Public Interest

“Public interest law” is a broad term that describes a number of areas of practice, generally involving legal work in service of underrepresented people or causes; or legal representation of public interest groups. The term can also include government public service. For more information about the government as a career option, go to this page.

Examples of organizations that serve underrepresented populations include civil legal services organizations (a local example is Lone Star Legal Aid) that provide certain legal services to people falling under a designated income level, and public defender offices that provide criminal defense to people who cannot afford their own representation.

Public interest groups are non-profit legal organizations that represent specific people or causes. Some examples include the Institute for Justice and the American Civil Liberties Union. There are groups that seek to achieve legal and social change through litigation; policy centers and "think tanks"; and community development groups.
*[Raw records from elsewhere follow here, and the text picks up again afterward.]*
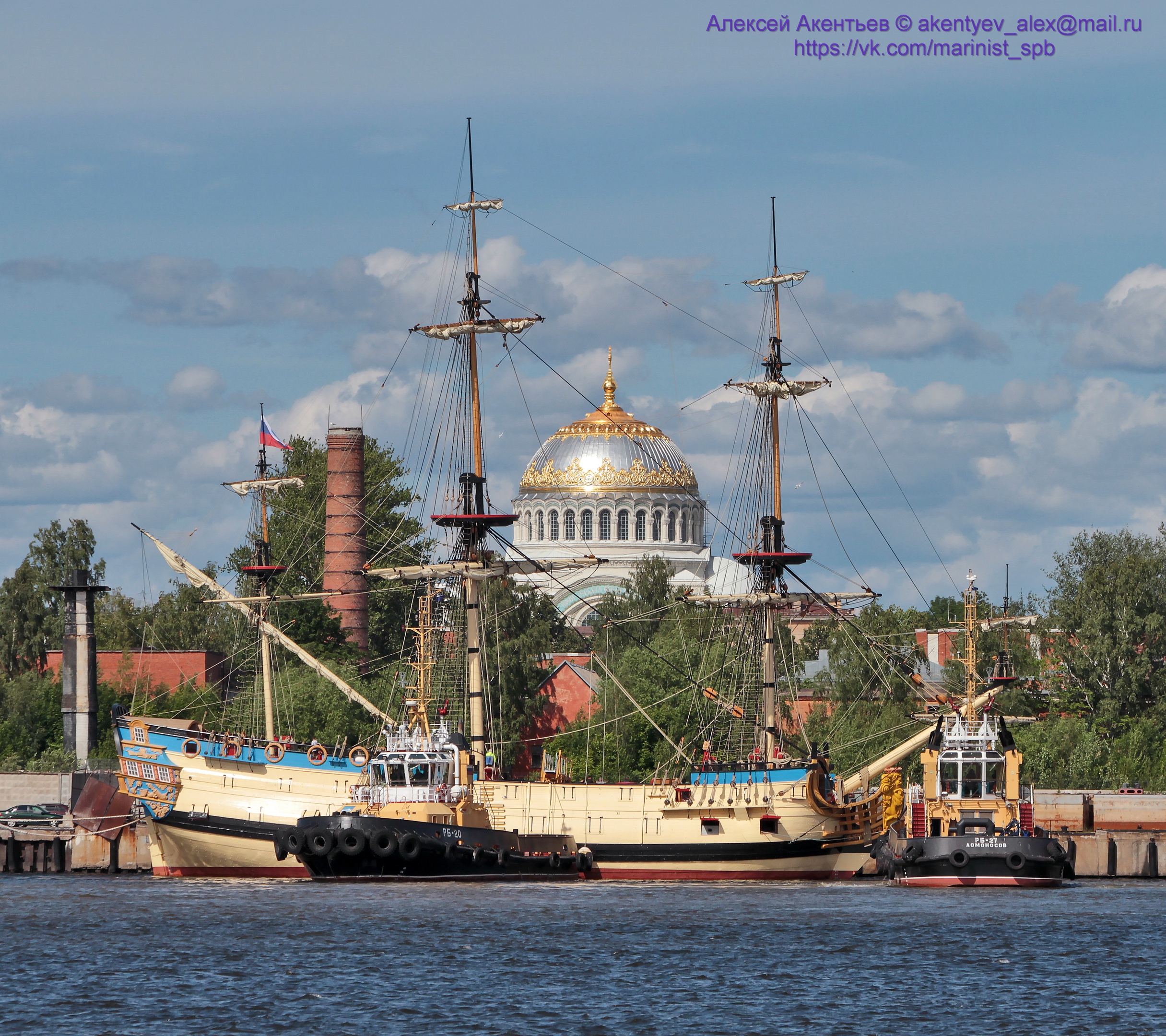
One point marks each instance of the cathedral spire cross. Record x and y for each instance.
(609, 388)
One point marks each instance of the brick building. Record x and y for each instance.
(153, 669)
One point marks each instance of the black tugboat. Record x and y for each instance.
(353, 848)
(970, 823)
(411, 815)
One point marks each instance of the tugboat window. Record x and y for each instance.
(950, 777)
(995, 779)
(972, 780)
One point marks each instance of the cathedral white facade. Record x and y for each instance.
(612, 487)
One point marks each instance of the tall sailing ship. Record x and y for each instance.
(232, 804)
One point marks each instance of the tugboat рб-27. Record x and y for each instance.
(970, 823)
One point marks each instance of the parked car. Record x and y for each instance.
(31, 816)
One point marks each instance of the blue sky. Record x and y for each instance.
(984, 239)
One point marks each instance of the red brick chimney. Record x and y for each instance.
(344, 534)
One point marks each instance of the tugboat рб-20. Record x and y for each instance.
(969, 823)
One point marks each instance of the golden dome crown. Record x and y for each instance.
(605, 450)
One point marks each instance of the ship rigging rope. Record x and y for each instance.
(862, 503)
(826, 507)
(875, 442)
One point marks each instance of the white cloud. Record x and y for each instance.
(1126, 330)
(384, 294)
(1129, 328)
(196, 388)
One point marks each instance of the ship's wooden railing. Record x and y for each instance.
(858, 821)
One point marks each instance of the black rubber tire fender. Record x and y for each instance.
(320, 842)
(410, 847)
(383, 844)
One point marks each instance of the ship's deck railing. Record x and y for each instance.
(383, 795)
(402, 739)
(981, 733)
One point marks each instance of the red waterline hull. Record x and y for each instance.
(231, 872)
(945, 882)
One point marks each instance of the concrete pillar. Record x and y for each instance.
(345, 551)
(79, 665)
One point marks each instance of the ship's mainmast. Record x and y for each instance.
(472, 520)
(261, 569)
(770, 560)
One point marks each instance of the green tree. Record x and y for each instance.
(31, 613)
(1109, 600)
(521, 625)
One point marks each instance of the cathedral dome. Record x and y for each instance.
(608, 449)
(610, 486)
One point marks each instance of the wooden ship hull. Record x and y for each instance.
(221, 816)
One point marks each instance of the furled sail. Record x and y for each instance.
(781, 389)
(476, 570)
(223, 596)
(509, 327)
(273, 485)
(779, 279)
(482, 205)
(747, 600)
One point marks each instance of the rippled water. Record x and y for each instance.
(97, 955)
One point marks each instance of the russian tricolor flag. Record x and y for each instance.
(267, 437)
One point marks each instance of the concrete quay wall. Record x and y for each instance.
(60, 851)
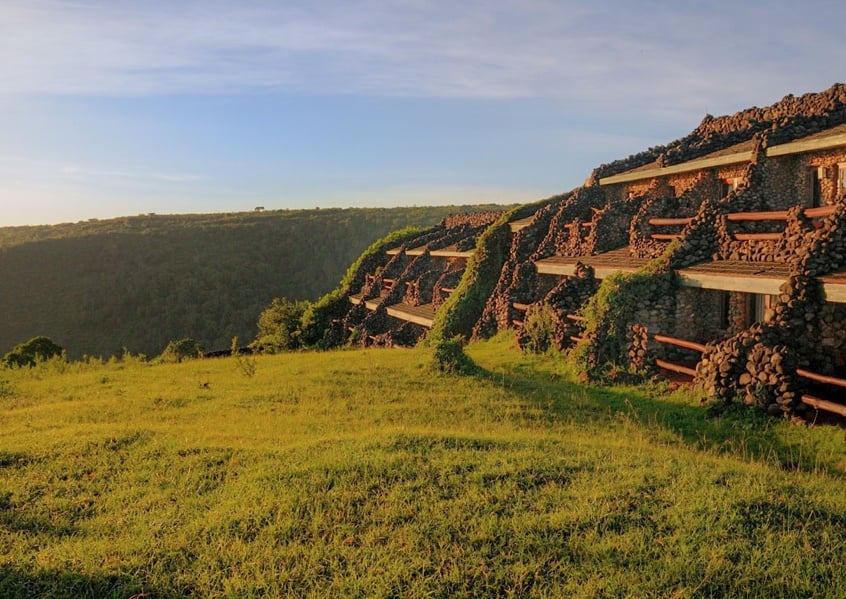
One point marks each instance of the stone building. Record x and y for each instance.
(724, 252)
(739, 226)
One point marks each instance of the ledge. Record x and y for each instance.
(422, 315)
(765, 278)
(450, 251)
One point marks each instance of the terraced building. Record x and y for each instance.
(719, 257)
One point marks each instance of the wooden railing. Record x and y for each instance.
(816, 402)
(772, 215)
(668, 222)
(683, 343)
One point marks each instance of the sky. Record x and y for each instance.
(119, 107)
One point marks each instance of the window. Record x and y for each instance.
(729, 185)
(758, 306)
(815, 189)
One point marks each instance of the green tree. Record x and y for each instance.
(184, 349)
(279, 325)
(37, 349)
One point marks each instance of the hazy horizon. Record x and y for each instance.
(114, 109)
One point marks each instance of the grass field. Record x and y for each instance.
(364, 474)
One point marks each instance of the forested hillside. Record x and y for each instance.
(97, 287)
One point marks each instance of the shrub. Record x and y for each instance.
(538, 332)
(37, 349)
(184, 349)
(279, 326)
(448, 356)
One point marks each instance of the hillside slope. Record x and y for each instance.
(97, 287)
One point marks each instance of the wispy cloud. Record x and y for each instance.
(65, 172)
(573, 51)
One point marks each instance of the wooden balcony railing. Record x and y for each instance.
(819, 403)
(683, 343)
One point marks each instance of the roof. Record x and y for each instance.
(735, 154)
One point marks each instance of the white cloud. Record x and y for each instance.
(611, 52)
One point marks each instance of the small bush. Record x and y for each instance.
(37, 349)
(184, 349)
(448, 356)
(538, 333)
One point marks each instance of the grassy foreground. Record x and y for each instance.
(363, 474)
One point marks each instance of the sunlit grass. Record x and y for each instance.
(363, 473)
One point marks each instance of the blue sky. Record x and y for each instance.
(119, 107)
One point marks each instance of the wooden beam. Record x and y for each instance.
(519, 225)
(764, 286)
(821, 378)
(820, 212)
(757, 216)
(835, 292)
(758, 236)
(668, 222)
(685, 167)
(673, 367)
(823, 404)
(808, 145)
(414, 314)
(679, 343)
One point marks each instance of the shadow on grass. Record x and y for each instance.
(739, 431)
(16, 582)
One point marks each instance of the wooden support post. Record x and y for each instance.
(821, 378)
(679, 343)
(668, 222)
(823, 404)
(671, 366)
(757, 236)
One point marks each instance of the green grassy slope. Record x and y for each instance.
(360, 473)
(97, 287)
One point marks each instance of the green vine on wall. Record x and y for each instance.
(465, 305)
(318, 316)
(610, 312)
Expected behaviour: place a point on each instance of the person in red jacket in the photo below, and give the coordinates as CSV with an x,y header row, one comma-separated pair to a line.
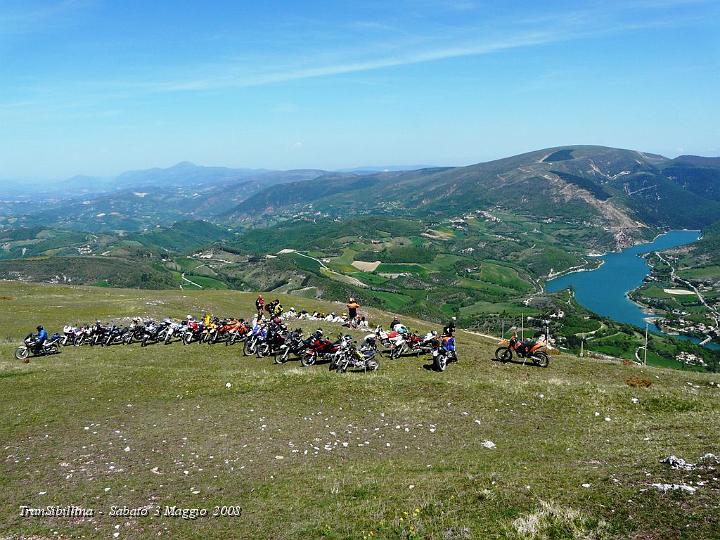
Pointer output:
x,y
260,306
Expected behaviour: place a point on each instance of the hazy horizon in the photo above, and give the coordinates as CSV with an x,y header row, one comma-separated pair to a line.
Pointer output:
x,y
95,88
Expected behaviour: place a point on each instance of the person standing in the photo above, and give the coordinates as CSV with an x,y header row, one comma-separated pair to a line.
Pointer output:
x,y
352,309
449,329
260,306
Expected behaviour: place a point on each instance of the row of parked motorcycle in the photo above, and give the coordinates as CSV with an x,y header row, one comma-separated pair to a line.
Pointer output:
x,y
258,338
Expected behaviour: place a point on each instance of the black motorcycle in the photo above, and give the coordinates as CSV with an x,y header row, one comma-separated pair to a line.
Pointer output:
x,y
294,344
30,347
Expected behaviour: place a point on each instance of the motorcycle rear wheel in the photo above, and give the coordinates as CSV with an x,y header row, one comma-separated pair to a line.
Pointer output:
x,y
263,349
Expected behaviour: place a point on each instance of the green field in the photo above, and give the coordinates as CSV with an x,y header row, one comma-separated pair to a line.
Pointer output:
x,y
307,453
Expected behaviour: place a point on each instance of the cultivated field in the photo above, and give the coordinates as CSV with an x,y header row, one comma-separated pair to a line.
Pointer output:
x,y
306,453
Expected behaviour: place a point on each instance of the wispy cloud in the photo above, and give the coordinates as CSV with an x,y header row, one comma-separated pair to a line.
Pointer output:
x,y
583,24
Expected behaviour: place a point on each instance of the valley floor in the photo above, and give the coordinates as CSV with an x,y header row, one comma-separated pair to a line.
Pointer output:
x,y
306,453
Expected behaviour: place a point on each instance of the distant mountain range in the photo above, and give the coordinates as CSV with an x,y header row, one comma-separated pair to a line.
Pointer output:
x,y
622,190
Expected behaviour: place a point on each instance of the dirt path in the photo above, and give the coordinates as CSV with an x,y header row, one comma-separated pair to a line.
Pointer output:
x,y
188,281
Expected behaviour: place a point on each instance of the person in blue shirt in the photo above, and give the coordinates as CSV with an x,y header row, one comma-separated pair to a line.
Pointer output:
x,y
40,339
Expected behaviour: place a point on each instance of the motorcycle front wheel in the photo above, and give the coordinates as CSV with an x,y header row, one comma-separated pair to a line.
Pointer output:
x,y
541,359
307,359
282,358
504,354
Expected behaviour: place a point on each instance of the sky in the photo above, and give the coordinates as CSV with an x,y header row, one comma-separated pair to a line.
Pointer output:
x,y
98,87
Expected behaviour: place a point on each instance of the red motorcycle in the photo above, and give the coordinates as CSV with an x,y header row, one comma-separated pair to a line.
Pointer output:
x,y
319,348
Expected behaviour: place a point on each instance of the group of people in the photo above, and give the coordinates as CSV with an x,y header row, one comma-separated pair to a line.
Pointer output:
x,y
274,309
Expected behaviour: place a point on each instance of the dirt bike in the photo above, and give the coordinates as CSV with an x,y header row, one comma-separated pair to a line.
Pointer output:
x,y
534,351
443,352
194,331
153,333
349,356
294,344
319,348
50,346
115,336
256,343
234,332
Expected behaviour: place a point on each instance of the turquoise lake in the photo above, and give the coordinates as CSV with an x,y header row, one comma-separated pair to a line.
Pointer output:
x,y
604,290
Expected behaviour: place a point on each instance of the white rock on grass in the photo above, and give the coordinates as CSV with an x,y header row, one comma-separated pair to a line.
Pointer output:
x,y
674,487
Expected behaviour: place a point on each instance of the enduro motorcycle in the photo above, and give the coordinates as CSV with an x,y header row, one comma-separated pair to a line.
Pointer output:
x,y
70,335
417,345
115,335
98,334
135,332
231,332
294,344
50,346
535,351
276,338
194,331
83,336
256,342
319,348
172,329
443,352
153,333
349,356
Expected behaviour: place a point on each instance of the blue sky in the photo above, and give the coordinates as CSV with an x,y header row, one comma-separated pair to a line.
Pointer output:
x,y
97,87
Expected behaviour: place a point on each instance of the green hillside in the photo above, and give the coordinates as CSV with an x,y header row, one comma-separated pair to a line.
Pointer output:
x,y
307,453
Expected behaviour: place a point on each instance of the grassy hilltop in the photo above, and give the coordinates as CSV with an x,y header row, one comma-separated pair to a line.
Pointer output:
x,y
310,454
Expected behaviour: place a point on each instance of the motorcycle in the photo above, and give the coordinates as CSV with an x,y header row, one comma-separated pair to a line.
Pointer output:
x,y
319,348
70,335
98,334
194,331
349,356
256,342
29,347
534,351
294,344
115,336
172,329
154,332
135,332
443,352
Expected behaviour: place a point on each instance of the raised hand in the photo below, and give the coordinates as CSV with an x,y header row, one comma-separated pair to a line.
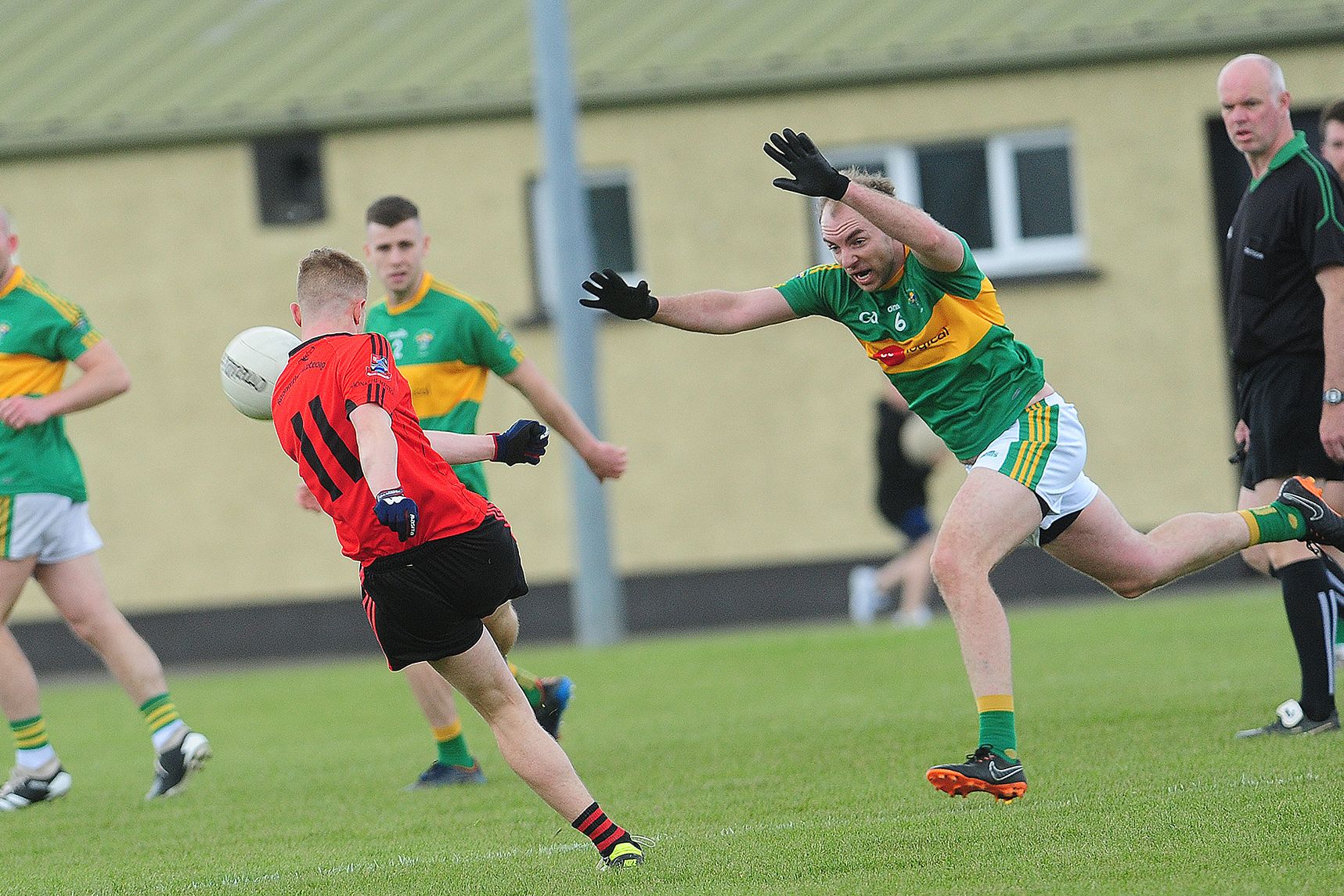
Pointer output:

There also are international public interest organizations that advance causes of global interests.

Most public interest organizations seek applicants with a demonstrated commitment to public interest work. If you are interested in such an opportunity, be sure your resume accurately reflects any experience you have had that shows your interest in public service, especially community and volunteer work.

However, some public interest organizations interview on campus or post open internship, clerkship, and permanent positions on Symplicity. Along with the other Texas law schools, Baylor Law School also participates in an annual Public Interest Job Fair held during the spring at the University of Texas School of Law.